The Tosho Gu Shrine now stands as a proud representation of the glory and supremacy of the Tokugawa family that was in reign for more than 250 years. Far ahead, the Tokugawa government also paid to the assembly of making in Futarasan Shrine and Rinnoji Temple.
The Nikko temple complex largely reflects the architectural stylings of the Edo period. According to the Shinto cult, nature is consecrated and is considered an object of reverence. To this end, Nikko’s shrines and temples including Toshogu Shrine, Futarasan Shrine and Rinnoji Temple serve as a perfect example of a traditional Japanese devout centre that pleasingly fits into its natural setting. A forest filled with an outstanding 17th-century Japanese cedar plantation adds to the charm and sacredness of the temple complex.

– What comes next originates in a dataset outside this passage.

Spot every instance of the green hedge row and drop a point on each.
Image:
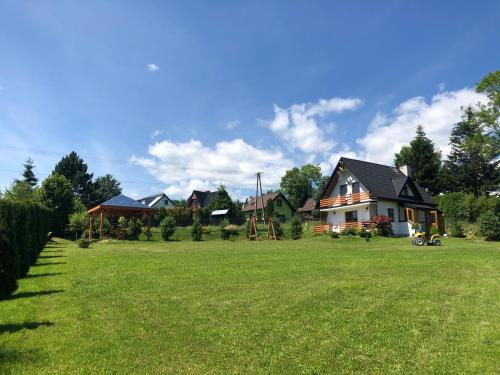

In Tosho Go the main highlight of this park, no expense was spared in the design of the shrine,Tokugawa Ieyasu (1542 - 1616), who founded a dynasty that would last for over 260 years. It is suitably grand, featuring the work of the most celebrated artists and craftsmen of the day. Ieyasu’s grandson famously decided to renovate, at the modern equivalent of $100 million in manpower alone. The result, with lavish ornamentation, glimmering lacquer and gold leaf, and intricate carvings, is what still stands today.
The Japanese have a saying about is Nikko is “1 temple and 2 shrines”. The second shrine after Toshu Go is named as Nikko Futarasan jinja. The current building dates to 1619 making it the oldest among Nikko’s main structures, but its history stretches back another 850 or so years.